'See here, my lord!' cries Fecklenburg theatrically. 'See here, the litany of calumnies, aspersions, and villification within this pamphlet that are laid against you!'
'Well', says Rupprecht nodding. 'I don't know what those words mean, but it sounds bad'.
'Indeed, my prince! For within these pages the bishop has accused you of being a fat, sluggardly glutton!'
Rupprecht nods. 'Hurtful words though they are, Fecklenburg - I have to say he's probably got me on those'.
'And, sire, he is most critical of your sojourn as Bishop of Schrote'.
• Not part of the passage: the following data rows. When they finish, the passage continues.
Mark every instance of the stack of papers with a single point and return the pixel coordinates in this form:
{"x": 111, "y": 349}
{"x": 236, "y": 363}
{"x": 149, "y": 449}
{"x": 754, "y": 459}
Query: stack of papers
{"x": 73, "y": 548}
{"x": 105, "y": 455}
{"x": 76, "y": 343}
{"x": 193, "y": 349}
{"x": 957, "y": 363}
Rupprecht looks annoyed. 'What! I made a splendid Catholic bishop - what is he complaining about?'
'Well, my lord, you're a Protestant'.
'Protestant, Catholic - it's really all the same'.
'Not everyone would agree, sire. There was, after all, that Thirty Years War thing'.
Rupprecht frowns. 'Bishop Baldwin must have a lot of time on his hands - that pamphlet is quite thick'.
'No, no, my lord', says the chamberlain. 'He didn't actually write the pamphlet - I had it written'.
The prince's eyes bulge and he goes red; he looks, ironically given the general tone of things, like a chicken being choked. 'Fool!', he cries. 'Treacherous dog! How dare you write such things - even the things that are probably broadly true! I shall have you executed!' He pauses. 'Right after you fetch me another pie!'
'No, no, no, no, no, no, my dear prince!' squeaks Fecklenburg hurriedly. 'What I mean is that I have taken up the services of the noted propagandist Oskar Siber, and had this attack upon you manufactured as the excuse for our intervention!'
A candle, albeit quite a small one, evidently lights in the attic of Rupprecht's mind. 'Oh! Oh, I seeeeeee. But how will people believe that these insults have indeed come from the bishop?'
'See, sire - Siber has forged Baldwin's name and seal here; and also, just for good measure, added his age and postal address'.
Rupprecht reflects on all of this. 'Are the Nabstrians in as well?'
'Yes, my lord - they want Nottelbad and Bahnsee-Kassell back. And also Rotenburg will help'.
'Really? Don't they own a chunk of my princedom?'
'Only the bits that you don't like. It would seem that Landgrave Choldwig is nervous'.
'So he should be, given how little he wears when he's near his terrapins'.
'No sir - it would seem that Emperor George has been making overtures towards the Kurlandians?'
'Why is he playing them music?'
'I mean diplomatic overtures, my lord. It would seem that he has floated the idea of some kind of accomodation with them'.
'He wants to share a house?'
'No ... a diplomatic accomodation. Fenwick-Gelenderland and Kurland together would pose a terrible threat to Rotenburg's borders'.
'Good work, Fecklenburg!' Rupprecht nods, seemingly genuinely impressed. 'But, won't I still be held responsible for the invasion?'
The chamberlain shakes his head. 'No, no, my lord - the troops will spontaneously cross into Schrote to punish the bishop. You, my lord, will have been guilty of nothing but saying in anger, and who could blame you given Bishop Baldwin's flagrant provocations, "who will rid me of this turbulent priest'. You surely cannot be blamed if hot-headed officers and men hear this call and take it upon themselves to act!'
Rupprecht considers this. 'Hmmm, fair enough. Although, "Who will rid me of this turbulent priest" - that doesn't really sound like something that I would say'.
Fecklenburg considers this. 'Sire, that is probably true. On reflection, perhaps the word "turbulent" isn't something that normally features in your vocabulary. It's probably too long',
'And also I don't know what it means'.
'Yes, sire, there is also that. Well, perhaps ...' he takes up a quill, 'perhaps the word "terrible"?'
'Or', says the prince,enthusiastically, "pimply"'.
'Or " terrible"'.
'"Pimply " it is. And of course "pimply priest" has ...ah ... it has ... uh'.
'It is alliterative?'
'Who knows, Fecklenburg, but the words certainly start with the same letter'.
'So, "Who will rid me of this pimply priest"'.
'Yes, Fecklenburg. Although, is "rid" also the sort of word that I would use?'
Fecklenburg sighs, and readies his quill. 'So, my lord - what would you say was a more likely outburst from you?'
xXx
'So', says the chamberlain, after some time '"Can't anyone just stick some rhubarb up that pimply priest's jacksy" it is. I'll have the news printed directly sir, and then distributed throughout the land'.
'Excellent', says Rupprecht happily. 'I feel splendidly about this'.
Fecklenburg bows. 'As, no doubt, will the purveyors of rhubarb'.